Random conversations around the house as of late.

*****

Me: Mike asked what I did to my hair.  I had to explain that I got what I paid for.
Bryan: Yep.
Me: Well, we talked about the price of going to a fancy salon, and I tried to see the male point of view, but I was like, This is my head now.
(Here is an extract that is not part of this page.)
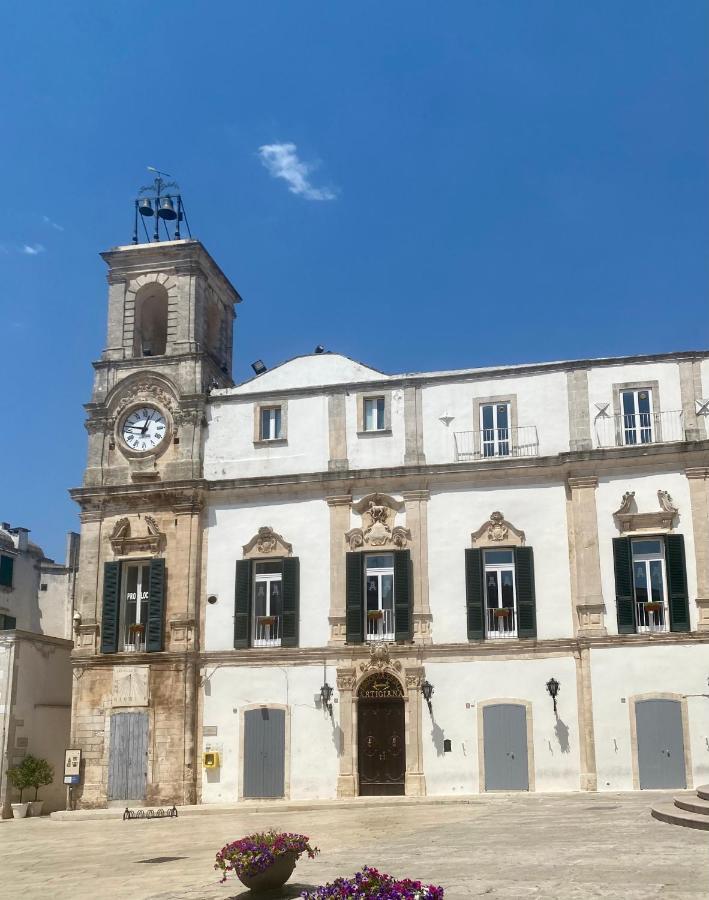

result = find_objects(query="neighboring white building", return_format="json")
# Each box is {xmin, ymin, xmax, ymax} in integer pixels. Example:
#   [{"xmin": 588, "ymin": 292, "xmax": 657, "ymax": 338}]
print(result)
[{"xmin": 0, "ymin": 525, "xmax": 78, "ymax": 816}]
It’s worth the money.
Bryan: Yep.
Me: Well, head’s up!  Next time, I’m going to pay the money to go somewhere..
Bryan: .. where they have mirrors?

*****

Tony: No, I’ll teach you.  Say “Jus…”
Us: .. jus ..
Tony: .. Say “beee”…
Us: .. beee ..
Tony: .. Say “ber”!
Us: ..? .. ber.
Tony: JUSTIN BEIBER!
Us: WHAT IN THE HOLY FUUUU..?

*****

Bryan: Wouldn’t it be awesome if Florida beat LSU?  Now that their quarterback is toast?
Me: Unlikely.
Bryan: But awesome, right?  Wouldn’t that be awesome?
Me: Sure, awesome.  But about as likely as me waking up tomorrow a Size 2!
Bryan: That would be awwes… awww, shit.
Me: Mulligan.  That was a trap.

*****

Neighbor Girl: Hey!  Wanna play with me?
Tony: Okay, yeah!  Let’s play bubbles!
Neighbor Girl: Who is that? (pointing at me)
Tony: That’s Sarah.
Neighbor Girl: Oh, that’s your grandma?
Tony: YEP!

*****

It’s hard being me around these parts.